The title is up for sale. It was offered to the editorial and sales team to run themselves but editor Guy Andrews, assistant editor Caroline Griffiths, and ad executive Mike Jackson opted to take redundancy.
Cycling Today was founded as New Cyclist and published by Jim McGurn and Alan Davidson. They later sold the title to Stonehart who themselves sold the title on the Yachting Press four years ago. Stonehart raised the subscriber total to 11 000 thanks to almost-giving-it-away deals and freebies but this slumped to 2000 under Yachting Press (mind you they didn't inherit 11 000 subscribers because Stonehart were never able to secure enough subscribers willing to pay the full price after their subsidised year was up).
Andrews blames the ultra-competitive cycling magazine market, plus the difficulty in getting the newsagent chains like WHSmiths to commit to stocking 'niche' magazines.
While larger publishers can get a range of their publications in as a 'take a niche mag for every popular magazine' kind of deal, smaller publishers have a harder time of it.
"It's the end of the independent publisher," believes Andrews.
He is planning on staying in the cycling industry, though says he would rather avoid the stress of editing a monthly print publication.
The closure/suspension/sale wasn't unexpected, said Andrews, and those working on the magazine had been kept fully in the picture.
The closure won't be much of a shock to the industry. It has been obvious for some time that at least two or three magazines would soon be on the way out. The UK cycle magazine market has had an over-supply problem for many years, making it difficult for suppliers and IBDs to know where to place their adverts for the greatest yield.

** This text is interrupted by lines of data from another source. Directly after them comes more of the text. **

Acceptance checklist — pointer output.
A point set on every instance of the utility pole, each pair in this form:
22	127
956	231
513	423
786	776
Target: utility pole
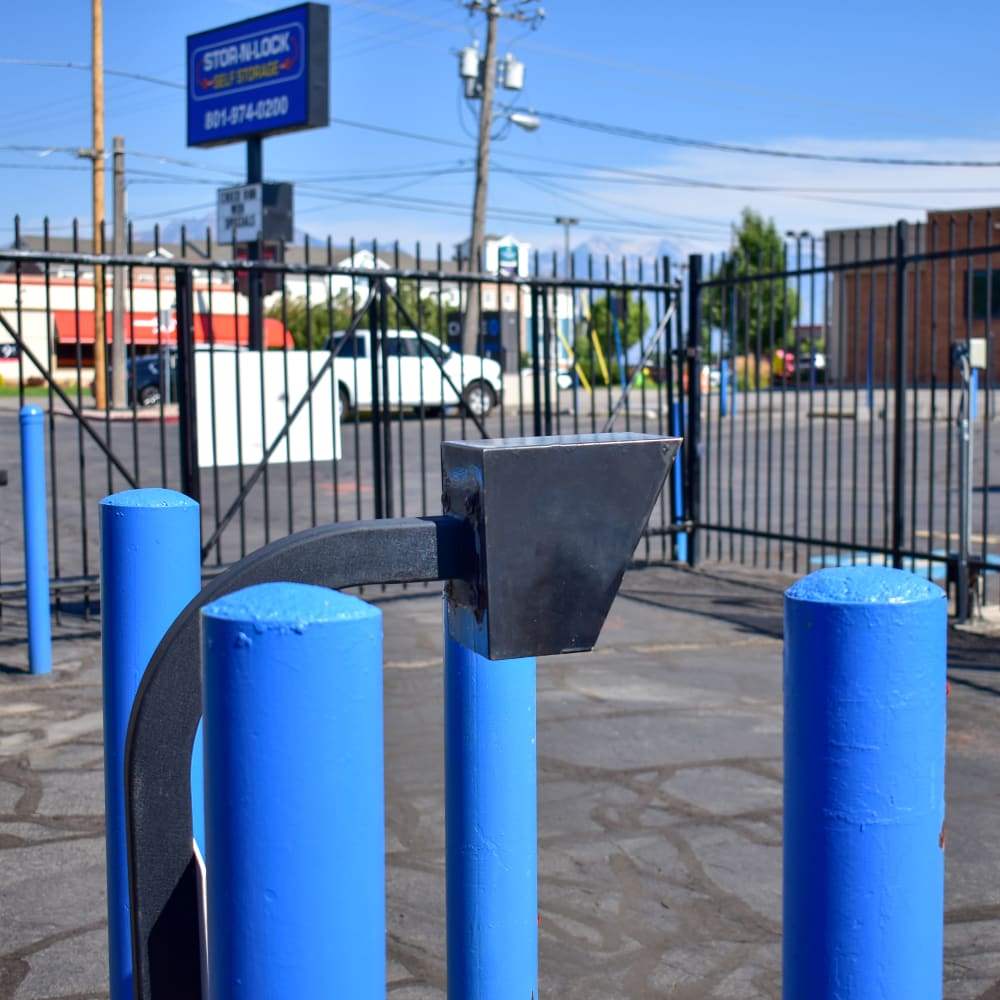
97	158
470	328
118	378
485	89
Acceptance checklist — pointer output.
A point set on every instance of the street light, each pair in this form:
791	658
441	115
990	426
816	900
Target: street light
523	119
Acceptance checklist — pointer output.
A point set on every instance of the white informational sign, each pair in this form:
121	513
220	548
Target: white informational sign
240	213
239	426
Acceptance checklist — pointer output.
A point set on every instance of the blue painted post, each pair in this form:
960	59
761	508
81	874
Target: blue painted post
36	540
150	569
491	826
292	678
677	479
864	750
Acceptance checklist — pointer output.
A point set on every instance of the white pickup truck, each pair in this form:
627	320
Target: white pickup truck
421	372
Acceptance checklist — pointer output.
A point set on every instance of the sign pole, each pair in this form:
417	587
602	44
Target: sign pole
255	175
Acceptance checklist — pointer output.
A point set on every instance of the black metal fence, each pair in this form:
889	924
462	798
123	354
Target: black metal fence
853	430
341	417
819	390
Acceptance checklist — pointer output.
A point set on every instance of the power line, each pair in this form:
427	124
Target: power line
52	64
628	132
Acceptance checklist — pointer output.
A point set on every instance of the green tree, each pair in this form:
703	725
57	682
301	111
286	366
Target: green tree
309	321
757	311
631	317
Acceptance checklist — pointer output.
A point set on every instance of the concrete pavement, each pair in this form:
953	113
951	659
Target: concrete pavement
659	802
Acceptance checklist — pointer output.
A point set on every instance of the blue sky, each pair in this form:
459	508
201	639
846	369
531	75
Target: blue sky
886	80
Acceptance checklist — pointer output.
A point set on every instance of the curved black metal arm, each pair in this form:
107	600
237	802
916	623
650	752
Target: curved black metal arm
163	884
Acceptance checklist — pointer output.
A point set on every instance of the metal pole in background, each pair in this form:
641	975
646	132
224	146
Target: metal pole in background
294	788
960	357
255	251
864	752
36	539
692	441
152	536
119	381
97	159
899	418
186	384
491	826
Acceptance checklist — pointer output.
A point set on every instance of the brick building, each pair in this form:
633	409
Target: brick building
948	269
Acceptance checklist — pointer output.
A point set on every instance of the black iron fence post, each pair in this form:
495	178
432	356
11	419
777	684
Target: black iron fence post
692	439
186	403
899	431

A press officer for an international components supplier read this story and emailed with this comment:
"I see my press database shrinking like hell for the UK part... Amazing. That's
the only country where such thing happens."
So, rather than this being a failure in the bike market perhaps it should be viewed as natural wastage? Cycling Today is (was?) a good a mag but with a lot of good mags out there, not all are going to survive.